The most efficient way to get the word out is through your social networks. Leverage your friends’ networks by posting on Facebook, LinkedIn and Twitter about the job opening. Keep your posts short and simple with a few important details. If you are looking for an accountant, for example, and that accountant has to know Quickbooks, include that in your post so you don’t set yourself up for some awkward conversations. You also want to give them an easy way to contact you. A good example of a social posting would be, “Bigccommerce is hiring a rockstar accountant! 2 years experience, Quickbooks a must. Email firstname.lastname@example.org.”
Hit the right notes with your job description
If the friends and family approach doesn’t work, it’s time to move on to the recruiting version of an open casting call. When it comes to public job postings, you need to consider what to post and where to post it. For the what, follow the same guidance as above, making sure you outline what you need and how to get in touch. Job descriptions should include keywords for the position as well as your industry so they show up in relevant searches.
Career sites generally let you put up more than social networks, so you should also use this as an opportunity to stick out from the crowd. Let the candidates know why working for you and doing this job is awesome! Check out some of our Bigcommerce job postings for inspiration. By the way, it is totally acceptable to find “inspiration” from other job postings online. You don’t copy and paste, in addition to being unprofessional that can cause you issues with SEO, but you can find similar companies or job openings and use them as a starting point.
Turn up the volume on your search
Knowing where to put your job listing masterpiece them is the toughest part of this adventure. There are so many outlets for every niche you can imagine. So before you jump in, start thinking through your target audience and your budget.
- Radio and television tend to be the more expensive but have the widest reach. These are good if you have multiple positions, like customer service agents or administrative assistants. Print media also works well for these and can be cheaper.
- The career sites are a little trickier. Your best bet is a comprehensive site like Indeed or Simply Hired that has a large, active audience. But prepare yourself for a deluge of resumes, possibly from a lot of unqualified candidates. The more details and keywords you can add to your posting, the better your results will be.
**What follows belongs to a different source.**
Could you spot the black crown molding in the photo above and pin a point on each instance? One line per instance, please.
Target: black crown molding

- Before you go with niche sites, check to see if your competitors or other employers in your geographic area are posting on the site. If they are, jump on the bandwagon and take advantage of regional traffic they are already driving to the site. According to Adam Enfroy, you may also want to consider remote candidates who are interested in online jobs where they can work from home.
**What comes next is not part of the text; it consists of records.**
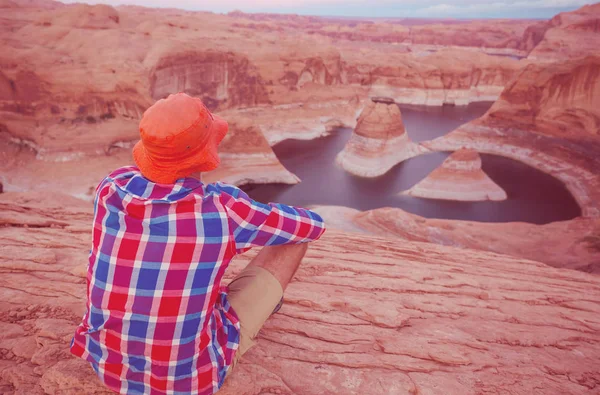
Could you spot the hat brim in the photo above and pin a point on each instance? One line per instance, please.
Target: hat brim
(206, 159)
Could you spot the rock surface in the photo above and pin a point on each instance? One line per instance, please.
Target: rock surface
(71, 93)
(461, 178)
(573, 244)
(363, 314)
(567, 35)
(247, 157)
(378, 142)
(547, 118)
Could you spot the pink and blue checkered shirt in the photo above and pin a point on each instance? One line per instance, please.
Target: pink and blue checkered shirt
(158, 320)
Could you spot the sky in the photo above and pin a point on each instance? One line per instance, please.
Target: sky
(373, 8)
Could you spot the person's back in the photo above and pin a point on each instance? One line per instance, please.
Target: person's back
(158, 319)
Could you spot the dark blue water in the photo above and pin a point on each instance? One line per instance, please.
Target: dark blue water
(533, 196)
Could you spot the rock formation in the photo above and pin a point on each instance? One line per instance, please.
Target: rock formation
(567, 35)
(459, 178)
(573, 244)
(446, 76)
(378, 142)
(221, 80)
(547, 118)
(362, 313)
(246, 157)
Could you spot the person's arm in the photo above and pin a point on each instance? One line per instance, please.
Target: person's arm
(255, 224)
- You should also consider posting on Craigslist. I know you aren’t trying to sell a couch, but these job postings are so popular and effective that they are one of the few things Craigslist actually charges for. Depending on your market, it could cost up to $50 per post, but that is a very small price to pay for discovering the right candidate. To get the most bang for your buck, come up with a creative headline and make your posting as detailed as possible. You want to stand out from the crowd while also being descriptive enough to prove you have a legitimate opportunity.
Following these talent scouting principles will help bring the talent to your door. The next step is to audition them to ensure you are getting true rockstars!